Of course young children need their mother a great deal. But children are by nature selfish, and they will let you indulge them as much as you please. It isn’t good for them, though. As a matter of fact, they should be taught by example that a mother is not here merely to be their attendant, but she is a superior being, a personage as well. They have much more respect for her then.
My children were very much interested in the influence I brought home from the outside world, especially the boys. It was unusual for a mother to tell her children about scientific things, and to let them read literature on science; so the boys thought I was a much more wonderful mother than any mother of their friends.
But my little girl resented it when I went away. In the early days she would say to me when I put her to bed: “Mother, must you go out to a lecture tonight?” And if I answered in the affirmative, she would vent her anger on lectures, and cry: “I hate lectures. . . I hate them. . . ” I could easily have remedied her ills by promising not to go and going any way when she was asleep. But I didn’t see why I should lie to her even if she forgot about it the next morning.

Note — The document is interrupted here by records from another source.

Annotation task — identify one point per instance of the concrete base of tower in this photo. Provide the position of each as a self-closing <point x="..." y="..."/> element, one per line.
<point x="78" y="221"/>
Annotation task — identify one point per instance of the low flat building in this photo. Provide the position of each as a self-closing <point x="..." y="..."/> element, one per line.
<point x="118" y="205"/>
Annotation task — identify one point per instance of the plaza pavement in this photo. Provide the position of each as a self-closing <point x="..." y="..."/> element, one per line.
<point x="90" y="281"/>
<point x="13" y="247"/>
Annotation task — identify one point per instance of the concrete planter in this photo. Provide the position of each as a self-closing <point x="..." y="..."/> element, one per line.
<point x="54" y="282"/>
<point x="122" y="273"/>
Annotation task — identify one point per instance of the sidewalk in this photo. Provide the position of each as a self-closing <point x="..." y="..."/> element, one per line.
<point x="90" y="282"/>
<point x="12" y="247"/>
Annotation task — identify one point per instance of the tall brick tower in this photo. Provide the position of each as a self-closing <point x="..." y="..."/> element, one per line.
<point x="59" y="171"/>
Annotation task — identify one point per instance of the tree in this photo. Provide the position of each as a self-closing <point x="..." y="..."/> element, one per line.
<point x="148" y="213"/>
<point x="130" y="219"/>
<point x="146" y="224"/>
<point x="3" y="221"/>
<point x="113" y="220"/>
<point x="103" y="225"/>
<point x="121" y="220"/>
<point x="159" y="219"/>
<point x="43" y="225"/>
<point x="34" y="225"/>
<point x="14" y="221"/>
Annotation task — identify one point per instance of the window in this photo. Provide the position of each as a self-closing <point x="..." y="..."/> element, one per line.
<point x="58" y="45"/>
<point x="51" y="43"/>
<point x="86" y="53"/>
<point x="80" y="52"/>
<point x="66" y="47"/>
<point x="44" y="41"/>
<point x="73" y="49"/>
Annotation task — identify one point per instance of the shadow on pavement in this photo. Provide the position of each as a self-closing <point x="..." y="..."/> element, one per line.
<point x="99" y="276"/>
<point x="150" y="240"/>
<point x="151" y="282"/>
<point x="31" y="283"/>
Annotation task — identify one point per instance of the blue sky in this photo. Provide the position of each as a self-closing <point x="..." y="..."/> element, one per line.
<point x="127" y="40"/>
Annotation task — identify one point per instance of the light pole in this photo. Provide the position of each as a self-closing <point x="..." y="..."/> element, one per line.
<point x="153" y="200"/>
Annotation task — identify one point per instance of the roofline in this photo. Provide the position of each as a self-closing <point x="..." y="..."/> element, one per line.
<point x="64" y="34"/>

But I confess, nevertheless, that when my little girl cried that way it always gave me a dull feeling until I got back home again. And yet, can you see any earthly sense for a mother to stay at home merely to indulge her child?
That is what I had in mind when I said that children were selfish little beings. Whether they need their mother or not, they want her to be near them all the time simply because they want her. To them that is reason enough.
Remember, however, that not every marriage permits the woman to behave that way. It depends on the particular case and the kind of husband you marry. Only an intelligent, sensible husband will understand his wife when she wishes to go out and do something else.
Otherwise the man who married a nice, sweet, home-loving girl will consider himself deceived, or at best disillusioned, when he finds out one day after many years that she has professional aspirations too. He isn’t prepared for it and will have none of that nonsense in his own house. Consequently. . . You know what happens then.